For decades now, an area of great promise in the remediation side of cleanups has been microbes that break down oil and remove it from the environment. Many thousands of organisms do this in the wild and efforts using microbes to fix up toxic sites have succeeded on land.
However, breeding legions of oil-eating microbes and shipping them to the site of an emergency spill at sea is not really practical yet, said Larry Nies, a professor of civil engineering at Purdue University
For starters, the chemical composition of crude oil or other hydrocarbons spilled in waterways varies widely, depending on the oil's geological origin, and some of those compounds take longer for microbes to digest – if they are even edible at all.
"In a spill situation, time is of the essence," Nies said. "Even in the best of circumstances, [biological breakdown] is not an instantaneous process."

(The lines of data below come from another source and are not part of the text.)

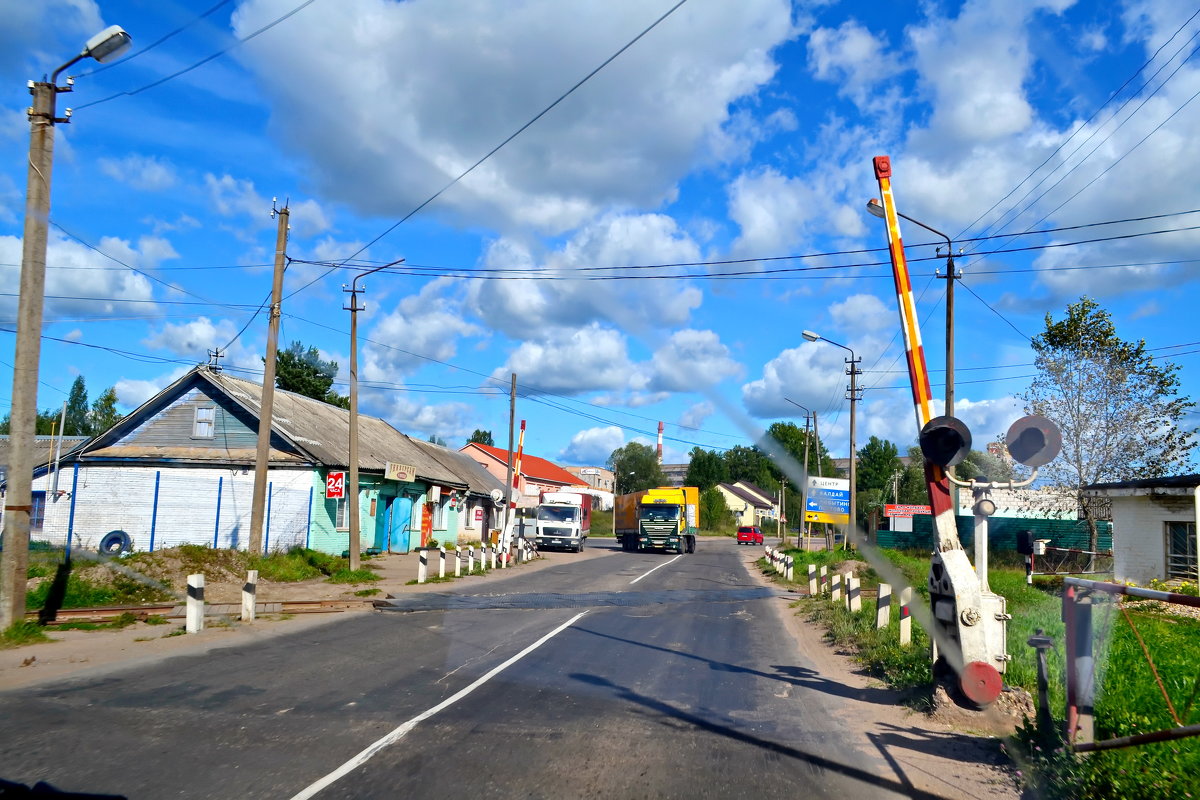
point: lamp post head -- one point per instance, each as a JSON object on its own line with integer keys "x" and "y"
{"x": 108, "y": 44}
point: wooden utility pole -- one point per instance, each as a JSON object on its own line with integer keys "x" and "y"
{"x": 267, "y": 403}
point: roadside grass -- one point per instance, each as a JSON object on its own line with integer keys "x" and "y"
{"x": 22, "y": 633}
{"x": 1128, "y": 698}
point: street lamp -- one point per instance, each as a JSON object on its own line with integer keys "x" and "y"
{"x": 106, "y": 46}
{"x": 852, "y": 368}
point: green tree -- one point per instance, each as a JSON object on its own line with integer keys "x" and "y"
{"x": 103, "y": 413}
{"x": 877, "y": 465}
{"x": 76, "y": 423}
{"x": 912, "y": 488}
{"x": 749, "y": 464}
{"x": 1117, "y": 407}
{"x": 636, "y": 468}
{"x": 481, "y": 437}
{"x": 714, "y": 515}
{"x": 706, "y": 469}
{"x": 303, "y": 371}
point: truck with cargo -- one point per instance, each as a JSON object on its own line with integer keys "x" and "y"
{"x": 563, "y": 519}
{"x": 664, "y": 518}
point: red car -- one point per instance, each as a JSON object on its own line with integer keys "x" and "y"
{"x": 749, "y": 535}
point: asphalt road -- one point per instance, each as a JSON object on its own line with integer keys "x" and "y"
{"x": 624, "y": 675}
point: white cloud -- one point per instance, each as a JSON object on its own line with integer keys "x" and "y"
{"x": 531, "y": 308}
{"x": 851, "y": 56}
{"x": 593, "y": 445}
{"x": 691, "y": 360}
{"x": 863, "y": 312}
{"x": 147, "y": 173}
{"x": 579, "y": 360}
{"x": 82, "y": 282}
{"x": 462, "y": 88}
{"x": 695, "y": 415}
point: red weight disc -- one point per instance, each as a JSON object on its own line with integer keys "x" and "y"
{"x": 981, "y": 683}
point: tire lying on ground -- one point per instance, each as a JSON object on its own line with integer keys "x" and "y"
{"x": 115, "y": 541}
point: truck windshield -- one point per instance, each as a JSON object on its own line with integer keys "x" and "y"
{"x": 659, "y": 513}
{"x": 557, "y": 513}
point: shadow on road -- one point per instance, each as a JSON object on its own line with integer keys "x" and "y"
{"x": 798, "y": 677}
{"x": 903, "y": 788}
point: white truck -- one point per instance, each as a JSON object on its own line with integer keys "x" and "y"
{"x": 563, "y": 519}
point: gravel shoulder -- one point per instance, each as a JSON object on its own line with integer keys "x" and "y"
{"x": 923, "y": 752}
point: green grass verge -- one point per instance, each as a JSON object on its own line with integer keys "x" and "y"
{"x": 1128, "y": 698}
{"x": 22, "y": 633}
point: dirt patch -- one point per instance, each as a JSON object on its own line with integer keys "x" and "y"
{"x": 954, "y": 756}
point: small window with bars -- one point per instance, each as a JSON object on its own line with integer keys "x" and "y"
{"x": 1181, "y": 551}
{"x": 205, "y": 422}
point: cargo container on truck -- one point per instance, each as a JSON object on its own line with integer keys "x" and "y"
{"x": 563, "y": 519}
{"x": 664, "y": 518}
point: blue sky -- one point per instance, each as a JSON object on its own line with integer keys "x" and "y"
{"x": 729, "y": 132}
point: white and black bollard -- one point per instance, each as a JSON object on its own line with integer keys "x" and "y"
{"x": 853, "y": 593}
{"x": 249, "y": 596}
{"x": 883, "y": 607}
{"x": 195, "y": 603}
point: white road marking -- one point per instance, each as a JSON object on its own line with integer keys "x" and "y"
{"x": 658, "y": 567}
{"x": 402, "y": 731}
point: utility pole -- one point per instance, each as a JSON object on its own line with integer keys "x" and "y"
{"x": 267, "y": 403}
{"x": 352, "y": 493}
{"x": 18, "y": 500}
{"x": 508, "y": 481}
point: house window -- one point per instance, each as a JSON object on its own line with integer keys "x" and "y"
{"x": 205, "y": 422}
{"x": 37, "y": 513}
{"x": 1181, "y": 551}
{"x": 340, "y": 521}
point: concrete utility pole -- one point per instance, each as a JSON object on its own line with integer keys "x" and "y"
{"x": 352, "y": 493}
{"x": 267, "y": 402}
{"x": 106, "y": 46}
{"x": 508, "y": 481}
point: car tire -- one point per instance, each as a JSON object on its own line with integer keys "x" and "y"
{"x": 115, "y": 542}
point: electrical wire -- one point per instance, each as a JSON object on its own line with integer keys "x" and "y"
{"x": 202, "y": 61}
{"x": 153, "y": 44}
{"x": 497, "y": 148}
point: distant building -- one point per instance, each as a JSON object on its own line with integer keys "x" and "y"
{"x": 676, "y": 474}
{"x": 538, "y": 475}
{"x": 598, "y": 477}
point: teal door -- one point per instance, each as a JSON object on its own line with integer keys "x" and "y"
{"x": 400, "y": 512}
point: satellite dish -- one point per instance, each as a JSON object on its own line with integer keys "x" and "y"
{"x": 1033, "y": 440}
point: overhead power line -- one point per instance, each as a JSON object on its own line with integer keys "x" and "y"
{"x": 507, "y": 140}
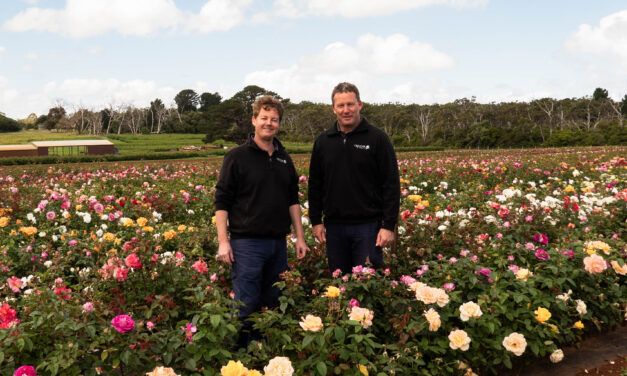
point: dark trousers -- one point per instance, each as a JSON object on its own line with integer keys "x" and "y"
{"x": 258, "y": 263}
{"x": 351, "y": 245}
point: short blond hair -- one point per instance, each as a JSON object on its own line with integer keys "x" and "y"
{"x": 267, "y": 102}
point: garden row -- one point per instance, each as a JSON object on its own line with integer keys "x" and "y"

Plus, floating crude oil on the water does not readily lend itself to biological degradation, because the organisms cannot penetrate into the crude oil; rather, they munch at the boundary where water and oil meet.
For the foreseeable future, spill response will still rely on trapping the oil just as it does today, said Nies. "Physical means are generally most effective if you get there in time [and are] the first line of defense."
As the spreading slick in the Gulf of Mexico is still some 20 miles (32 kilometers) offshore, it's still possible that response crews can corral the spill before it reaches land. But the window of opportunity to do so is rapidly closing.
"If [the responders] are thinking about setting this thing on fire, they must be getting desperate," Nies said. Denise Chow contributed to the reporting of this piece.